What has not been shown
• No proof it halts or slows disease progression.
• None of the Valeda or other PBM trials demonstrated statistically significant delay in geographic atrophy or drusen growth.
• No evidence of lasting benefit beyond treatment window.
• When treatments stopped, vision scores tended to return to baseline.
• No large, independent replication studies yet published; most data come from manufacturer-sponsored trials with modest sample sizes (~100–200 patients).
• No head-to-head comparisons versus standard AREDS2 or other supportive measures.
What experts currently say
• Retina specialists at Mayo, Bascom Palmer, and Duke have generally described PBM/Valeda as promising but unproven.
• The FDA’s own summary frames it as “providing functional improvement in some patients with dry AMD,” not as disease-modifying.
• Professional guidelines (AAO, 2025) do not recommend PBM as a standard-of-care treatment for slowing dry AMD progression.
So:
With intermediate dry AMD I could not pass my state's DMV vision test this year but for the help if an expert optometrist FFAO who was also low vision qualified who fitted me with prism regular eyeglasses or E- scoops at cost of 1300 and my drivers license remains unrestricted and one eye attained 20/40 vision. Bottom line
There is currently no credible evidence that Valeda light therapy slows the biological progression of dry AMD.

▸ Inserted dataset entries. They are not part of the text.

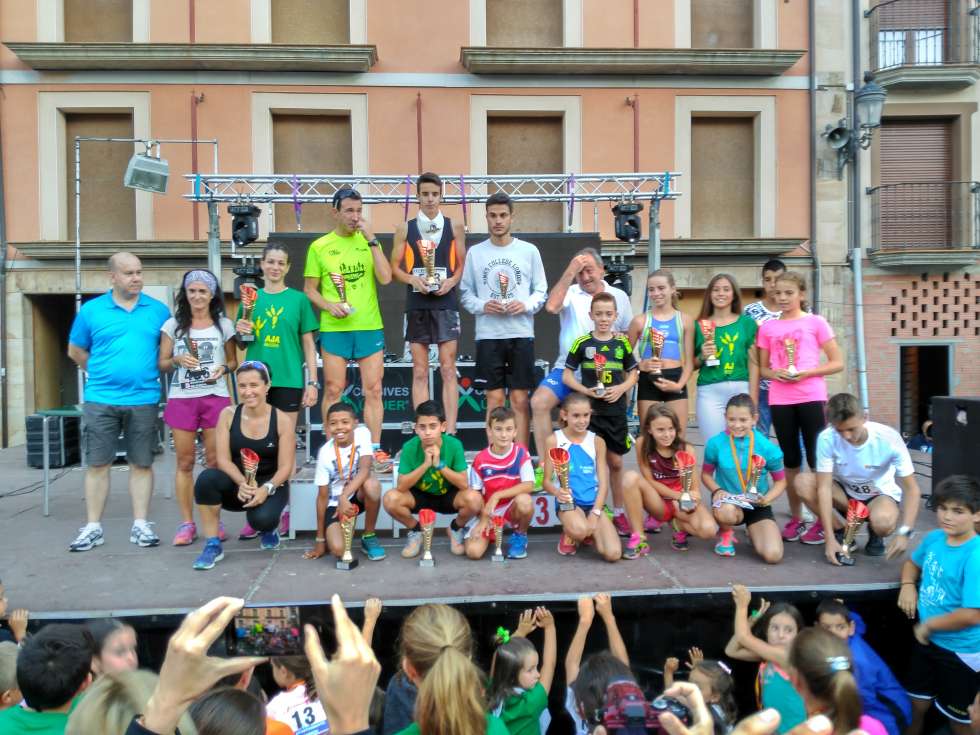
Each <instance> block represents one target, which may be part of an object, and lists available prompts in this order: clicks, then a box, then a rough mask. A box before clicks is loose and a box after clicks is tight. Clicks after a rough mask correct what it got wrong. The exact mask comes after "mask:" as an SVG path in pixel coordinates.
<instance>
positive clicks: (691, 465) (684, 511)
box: [674, 451, 698, 513]
mask: <svg viewBox="0 0 980 735" xmlns="http://www.w3.org/2000/svg"><path fill="white" fill-rule="evenodd" d="M674 459H675V460H676V462H677V470H678V472H679V473H680V476H681V497H680V498H679V499H678V501H677V505H678V506H679V507H680V509H681V510H682V511H684V512H685V513H690V512H691V511H692V510H694V509H695V508H697V507H698V503H697V501H696V500H695V499H694V496H693V495H691V490H692V488H693V487H694V465H695V463H696V462H697V460H696V459H695V458H694V455H693V454H691V453H690V452H683V451H682V452H677V453H676V454H675V455H674Z"/></svg>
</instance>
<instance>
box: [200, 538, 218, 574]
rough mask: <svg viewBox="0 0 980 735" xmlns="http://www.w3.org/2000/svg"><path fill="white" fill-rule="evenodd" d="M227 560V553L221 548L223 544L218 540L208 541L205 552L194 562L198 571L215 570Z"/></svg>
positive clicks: (204, 550)
mask: <svg viewBox="0 0 980 735" xmlns="http://www.w3.org/2000/svg"><path fill="white" fill-rule="evenodd" d="M224 558H225V552H224V551H223V550H222V548H221V542H220V541H218V540H217V539H213V538H212V539H208V542H207V543H206V544H204V551H202V552H201V555H200V556H199V557H197V559H195V560H194V568H195V569H198V570H201V571H203V570H205V569H214V565H215V564H217V563H218V562H219V561H221V560H222V559H224Z"/></svg>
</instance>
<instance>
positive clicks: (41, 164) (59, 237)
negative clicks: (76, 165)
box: [37, 92, 153, 240]
mask: <svg viewBox="0 0 980 735" xmlns="http://www.w3.org/2000/svg"><path fill="white" fill-rule="evenodd" d="M37 100H38V101H37V106H38V116H37V117H38V184H39V186H38V217H39V221H40V235H41V240H74V239H75V237H74V232H75V225H74V223H73V222H72V223H69V222H68V221H67V220H68V206H67V202H68V195H69V190H68V172H69V171H74V170H75V161H74V159H72V160H71V161H69V160H67V159H68V157H67V155H66V151H67V146H68V140H67V139H66V131H65V113H73V112H77V113H86V112H125V113H129V114H131V115H132V116H133V137H134V138H141V139H148V138H150V93H149V92H38V95H37ZM82 145H83V146H98V145H121V144H117V143H82ZM143 151H144V146H143V145H142V144H140V143H134V144H133V152H134V153H142V152H143ZM82 177H83V178H84V177H85V169H84V168H83V169H82ZM122 185H123V184H122V181H120V182H119V186H122ZM71 194H72V195H74V192H71ZM82 206H83V207H84V206H85V202H84V200H83V201H82ZM136 239H137V240H152V239H153V194H151V193H150V192H147V191H137V192H136Z"/></svg>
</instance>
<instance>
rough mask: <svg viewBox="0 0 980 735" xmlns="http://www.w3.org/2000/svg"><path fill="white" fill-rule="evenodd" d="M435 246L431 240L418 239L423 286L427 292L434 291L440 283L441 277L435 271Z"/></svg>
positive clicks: (437, 246) (435, 255)
mask: <svg viewBox="0 0 980 735" xmlns="http://www.w3.org/2000/svg"><path fill="white" fill-rule="evenodd" d="M437 247H438V245H436V244H435V243H434V242H432V240H419V253H420V254H421V255H422V267H423V268H425V279H424V280H425V287H426V288H427V289H428V290H429V293H435V292H436V291H438V290H439V287H440V286H441V285H442V279H441V278H440V277H439V274H438V273H437V272H436V248H437Z"/></svg>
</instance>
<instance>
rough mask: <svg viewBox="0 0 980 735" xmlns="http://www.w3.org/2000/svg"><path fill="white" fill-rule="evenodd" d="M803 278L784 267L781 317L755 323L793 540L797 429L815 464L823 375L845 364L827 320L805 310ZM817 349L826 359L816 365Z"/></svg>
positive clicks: (798, 510) (807, 462) (823, 407)
mask: <svg viewBox="0 0 980 735" xmlns="http://www.w3.org/2000/svg"><path fill="white" fill-rule="evenodd" d="M805 299H806V280H805V279H804V278H803V276H801V275H800V274H799V273H794V272H793V271H787V272H786V273H783V274H782V275H780V276H779V278H778V279H777V280H776V303H777V304H778V305H779V308H780V309H781V310H782V313H781V314H780V317H779V319H772V320H770V321H768V322H765V323H764V324H763V325H762V326H761V327H759V332H758V334H757V335H756V346H757V347H758V348H759V374H760V376H761V377H762V378H768V379H769V380H770V381H771V382H770V384H769V406H770V408H771V411H772V425H773V428H774V429H775V430H776V438H777V439H778V440H779V446H780V448H781V449H782V450H783V457H784V460H785V466H786V495H787V497H788V498H789V509H790V515H791V518H790V520H789V523H787V524H786V525H785V526H784V527H783V539H784V540H786V541H796V540H797V539H799V538H800V536H802V535H803V532H804V531H805V529H804V527H803V520H802V510H803V506H802V504H801V502H800V499H799V496H798V495H797V494H796V486H795V483H794V481H795V479H796V476H797V475H798V474H799V473H800V466H801V465H802V463H803V456H802V454H801V452H800V434H801V433H802V435H803V446H804V448H805V449H806V456H807V463H808V464H809V465H810V467H816V466H817V435H818V434H819V433H820V432H821V430H822V429H823V428H824V426H826V423H827V422H826V419H825V418H824V404H825V403H826V402H827V383H826V381H825V380H824V376H825V375H832V374H833V373H839V372H840V371H841V370H843V369H844V359H843V357H842V355H841V351H840V347H838V346H837V341H836V340H835V339H834V333H833V331H832V330H831V329H830V325H829V324H827V320H826V319H824V318H823V317H822V316H817V315H816V314H808V313H807V312H806V308H807V305H806V301H805ZM821 352H822V353H823V354H824V355H825V356H826V358H827V359H826V362H825V363H824V364H822V365H821V364H820V356H821Z"/></svg>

At best, it may offer short-term, modest visual function gains in some patients, which vanish when treatments stop. It’s safe, but expensive, time-consuming, and not disease-modifying.
If you’re reading or hearing claims that it “stops progression,” those are not supported by published data or by independent ophthalmology consensus.
Pricing: Because each practice sets their own cost (since insurance coverage is variable/absent), there is a range of quoted cash prices:
• One U.S. provider listed approx. $120 per eye per treatment, with “1-cycle” (9 treatments) costing ~$1,080 per eye, and the full 2-year plan (6 cycles = 54 treatments) ~$6,480. 
• A UK provider listed one round of therapy for both eyes at £1,399 (≈ US$1,700 at current exchange) with subsequent treatments £1,299. 
• Practices emphasize “call our office for pricing” and mention flexible financing given the out-of-pocket nature.
In my state, my retina specialist said it was around 6000 and his office does not offer it because it is not approved by Medicare. He said Medicare approval of photobiomodulation was years away, if ever.
Coverage decisions for Medicare often require: sufficient clinical evidence of long-term benefit, cost-effectiveness, and sometimes a National Coverage Determination (NCD) or Local Coverage Determination (LCD) by regional contractors.
I went from 20/60 to 20/40 with help of a FFA0 and IALVS optometrist- she took 2 hours to help us find base prescription that the E-scoops fit over. An IALVS and FFAO ( only 10 percent of all optometrists are FFAO qualified and it requires much more training and an oral exam ) optometrist is not an ordinary optometrist.
If you ever hear similar sales pressure again, you can ask one polite but disarming question that usually stops it cold:
“Can you show me the peer-reviewed evidence that this treatment slows AMD progression?”
No office pushing Valeda can truthfully provide that yet.
As long as the underlying cause of dry AMD remains unrecognized don't expect any advancements in the slowing or reversal of the condition. It isn't sufficient to say "it's due to the death of retinal cells in the macular area." Of course, but why? What causes them to die off? Live Cell Analysis can give you the answers but the "powers that be" made sure this practice fell into disuse and pressured its practitioners to abandon the procedure.